II La satire des mœurs de ses contemporains

       1.Un passage fondé sur un système antithétique

-proposition liminaire à commenter : référence implicite à l'âge d'or au travers du comparatif "pejora", des négations "non", "nullo" et de l"adverbe temporel "nunc" , lequel est donc originairement (dans le passage)  établi comme opposé à l'époque d'écriture  ("aetas agitur")

-relevons les antithèses concernant les indications temporelles (ex : nunc et quondam")

-remarquons la présence de champs lexicaux opposés, celuio de l'argent et celui de la loyauté, lesquels sont respectivement mis en exergue au moyen de la place des termes s'y rapportant: "pecunia" (v 7) est placé sur le dactyle cinquième, "follem" (v17) en fin de vers et "depositum" (v 15) à la coupe penthémimère d'une part; d'autre part, "fides" (v 17) à la coupe penthémimère , "egregium sanctum" (v19) à la coupe penthémimère

-évoquons encore l'opposition du temps des verbes, en particulier entre les vers ayant trait à l'époque contemporaine de l'écriture et le passage narratif à l'imparfait (v 11-15), relatif à l'âge d'or

     2. Le détour mythique

-évocation idyllique de l'âge d'or (v 11-15), de la jeunesse des dieux ("privatus Juppiter", "virguncula Juno"

 - comparaisons irrationnelles qu'il convient de relever et référence aux livres étrusques, autant d'allusions aux premiers temps mythiques de Rome, aux prodiges en tous genres et autres miracles, signes d'une civilisation du "muthos" où la raison calculante n'avait pas encore dicté à l'homme le chemin de l'intérêt personnel

    3.Par contraste, satire acerbe de ses contemporains

-dénonciation de la dissolution des valeurs au premier rang desquelles l'honnêteté et la piété

(v 9) , notamment au travers des moqueries perpétrées à l'encontre du vieillard naïf et de toute l'ironie qui transparaît dans ce passage au discours direct (v 6-10) et par le biais de la référence improbable, selon Juvénal, à un homme de parole exceptionnel ( v19-25)

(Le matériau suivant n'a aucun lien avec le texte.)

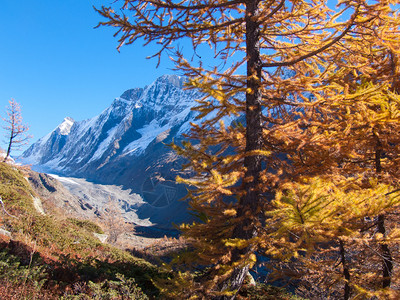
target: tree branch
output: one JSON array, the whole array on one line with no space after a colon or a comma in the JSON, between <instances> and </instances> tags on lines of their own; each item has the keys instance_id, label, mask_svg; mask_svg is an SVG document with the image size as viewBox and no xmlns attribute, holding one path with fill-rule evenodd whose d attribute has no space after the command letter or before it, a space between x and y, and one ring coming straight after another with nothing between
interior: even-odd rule
<instances>
[{"instance_id":1,"label":"tree branch","mask_svg":"<svg viewBox=\"0 0 400 300\"><path fill-rule=\"evenodd\" d=\"M13 216L13 215L9 214L9 213L6 211L6 208L4 207L4 202L3 202L3 199L1 198L1 196L0 196L0 204L1 204L1 207L3 208L3 211L6 213L6 215L18 219L16 216Z\"/></svg>"},{"instance_id":2,"label":"tree branch","mask_svg":"<svg viewBox=\"0 0 400 300\"><path fill-rule=\"evenodd\" d=\"M125 1L124 7L126 7L128 5L128 3L130 3L130 2L131 1ZM158 1L150 0L150 1L146 1L146 2L153 4L154 6L157 6L158 8L167 8L167 9L176 9L176 10L199 10L199 9L209 9L209 8L225 8L228 6L245 3L245 1L235 0L235 1L227 1L227 2L222 2L222 3L217 3L217 4L207 3L207 4L203 4L203 5L184 6L184 5L174 4L171 1L158 2Z\"/></svg>"},{"instance_id":3,"label":"tree branch","mask_svg":"<svg viewBox=\"0 0 400 300\"><path fill-rule=\"evenodd\" d=\"M263 68L272 68L272 67L288 67L288 66L292 66L294 64L297 64L307 58L310 58L314 55L317 55L323 51L325 51L326 49L328 49L329 47L331 47L332 45L336 44L342 37L344 37L349 31L350 29L354 26L353 22L351 22L349 24L349 26L347 26L347 28L339 35L337 36L334 40L332 40L331 42L329 42L328 44L326 44L325 46L312 51L308 54L302 55L296 59L290 60L290 61L283 61L283 62L274 62L274 63L264 63L262 65Z\"/></svg>"}]
</instances>

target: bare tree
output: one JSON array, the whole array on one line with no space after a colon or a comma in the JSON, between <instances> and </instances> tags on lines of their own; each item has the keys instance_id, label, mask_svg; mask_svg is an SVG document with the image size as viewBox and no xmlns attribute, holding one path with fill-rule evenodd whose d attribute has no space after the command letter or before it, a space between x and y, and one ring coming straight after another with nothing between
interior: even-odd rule
<instances>
[{"instance_id":1,"label":"bare tree","mask_svg":"<svg viewBox=\"0 0 400 300\"><path fill-rule=\"evenodd\" d=\"M3 129L6 130L5 140L8 143L7 153L4 157L3 162L7 161L10 156L11 149L20 149L22 146L28 143L28 140L32 137L27 135L26 132L29 130L29 126L22 123L21 107L14 100L8 101L9 106L7 107L7 117L3 118L6 123Z\"/></svg>"},{"instance_id":2,"label":"bare tree","mask_svg":"<svg viewBox=\"0 0 400 300\"><path fill-rule=\"evenodd\" d=\"M127 223L122 216L118 202L112 201L111 197L102 212L102 223L108 233L107 243L116 245L118 238L126 233L133 232L133 226Z\"/></svg>"}]
</instances>

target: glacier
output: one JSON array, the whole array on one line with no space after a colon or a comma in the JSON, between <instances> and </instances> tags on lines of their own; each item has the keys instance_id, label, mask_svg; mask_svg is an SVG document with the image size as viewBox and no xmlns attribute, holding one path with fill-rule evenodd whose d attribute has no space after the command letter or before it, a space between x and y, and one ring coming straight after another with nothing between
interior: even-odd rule
<instances>
[{"instance_id":1,"label":"glacier","mask_svg":"<svg viewBox=\"0 0 400 300\"><path fill-rule=\"evenodd\" d=\"M167 146L196 122L192 108L201 95L184 84L183 77L164 75L126 90L93 118L66 117L18 161L40 172L122 186L143 198L136 213L153 224L186 221L187 205L178 200L187 190L175 182L183 158Z\"/></svg>"}]
</instances>

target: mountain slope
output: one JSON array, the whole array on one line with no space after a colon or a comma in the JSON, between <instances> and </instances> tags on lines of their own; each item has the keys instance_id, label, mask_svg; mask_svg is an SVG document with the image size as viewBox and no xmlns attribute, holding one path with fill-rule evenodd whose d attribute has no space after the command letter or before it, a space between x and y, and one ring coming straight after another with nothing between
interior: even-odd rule
<instances>
[{"instance_id":1,"label":"mountain slope","mask_svg":"<svg viewBox=\"0 0 400 300\"><path fill-rule=\"evenodd\" d=\"M166 208L175 222L184 221L186 206L177 200L186 189L175 183L182 160L166 144L189 129L198 97L184 89L183 78L164 75L125 91L92 119L66 118L19 160L36 171L132 189L147 204L138 214L153 223L170 223Z\"/></svg>"},{"instance_id":2,"label":"mountain slope","mask_svg":"<svg viewBox=\"0 0 400 300\"><path fill-rule=\"evenodd\" d=\"M157 136L168 136L191 115L196 94L183 79L162 76L144 89L127 90L92 119L66 118L21 158L68 175L84 175L119 156L139 156Z\"/></svg>"},{"instance_id":3,"label":"mountain slope","mask_svg":"<svg viewBox=\"0 0 400 300\"><path fill-rule=\"evenodd\" d=\"M60 188L44 174L0 162L0 299L166 299L156 283L177 273L132 253L161 265L186 241L163 238L143 251L102 243L98 224L46 205L45 214L36 209L32 196ZM291 299L263 286L241 293L246 299Z\"/></svg>"},{"instance_id":4,"label":"mountain slope","mask_svg":"<svg viewBox=\"0 0 400 300\"><path fill-rule=\"evenodd\" d=\"M150 278L161 269L102 243L96 237L102 228L92 221L52 206L38 210L35 190L42 184L59 189L41 175L0 162L0 299L94 299L94 293L107 295L102 286L111 280L119 283L117 295L124 290L127 297L153 299L159 291Z\"/></svg>"}]
</instances>

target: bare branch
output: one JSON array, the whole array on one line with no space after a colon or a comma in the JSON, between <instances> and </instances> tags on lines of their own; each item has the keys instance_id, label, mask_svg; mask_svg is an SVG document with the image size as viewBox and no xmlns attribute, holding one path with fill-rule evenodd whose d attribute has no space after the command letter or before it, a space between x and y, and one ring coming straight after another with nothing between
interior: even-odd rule
<instances>
[{"instance_id":1,"label":"bare branch","mask_svg":"<svg viewBox=\"0 0 400 300\"><path fill-rule=\"evenodd\" d=\"M290 61L283 61L283 62L274 62L274 63L264 63L262 66L263 68L272 68L272 67L288 67L288 66L292 66L294 64L297 64L307 58L310 58L312 56L315 56L323 51L325 51L326 49L328 49L329 47L331 47L332 45L336 44L341 38L343 38L349 31L350 29L354 26L353 23L350 23L347 28L339 35L337 36L335 39L333 39L331 42L329 42L328 44L326 44L325 46L312 51L310 53L307 53L305 55L302 55L296 59L292 59Z\"/></svg>"},{"instance_id":2,"label":"bare branch","mask_svg":"<svg viewBox=\"0 0 400 300\"><path fill-rule=\"evenodd\" d=\"M3 199L1 198L1 196L0 196L0 204L1 204L1 207L3 208L3 211L6 213L6 215L8 215L8 216L10 216L10 217L12 217L12 218L18 219L16 216L13 216L13 215L11 215L11 214L9 214L9 213L7 212L6 208L4 207L4 202L3 202Z\"/></svg>"}]
</instances>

-satire d'un monde de l'apparence, de l'intérêt personnel et de la cupidité : évocation du phénomène de clientélisme très courant dans la Rome de Juvénal (v 5-6) "sportula" en première position dans le vers et qui occupe un dactyle complet 

                                                                                                                      anecdote de la "vieille bourse" qui fait figure d'exemple significatif de la rareté de l'honnêteté et de la cupidité chez les contemporains de Juvénal

 

 

 

Conclusion : -rappelons les lignes de force majeures de ce texte

                     -ouverture recommandée : évoquons les différentes réécritures de ce mythe (palimpsestes), notamment la reprise rousseauiste  dans le second discours (Discours sur l'origine et les fondements de l'inégalité parmi les hommes)

                     -ouverture audacieuse : référons-nous aux divers courants de pensée réactionnaires d'extrême droite le plus souvent (courants royaliste, conservateur et néo conservateur) mais également d'extrême gauche écologiste (mouvement qui soutiennent l'idée de décroissance) qui se réfèrent avec la plus grande complaisance à un passé idéalisé

                     -ouverture téméraire : convoquons la référence marxiste pour venir critiquer la perspective de Juvénal (Hegel pourrait être mobilisé en renfort) et développer l'idée que c'est précisément à partir de la raison pratique cette fois que l'homme pourrait trouver à se juger lui-même si bien que dénoncer le règne de l'intérêt personnel et de la cupidité tel qu'il peut se manifester de nos jours ne conduirait nullement à opter pour des thèses réactionnaires mais bien plutôt à adhérer à un nouveau pro-jet (référence à l'existentialisme sartrien) pour l'homme à venir.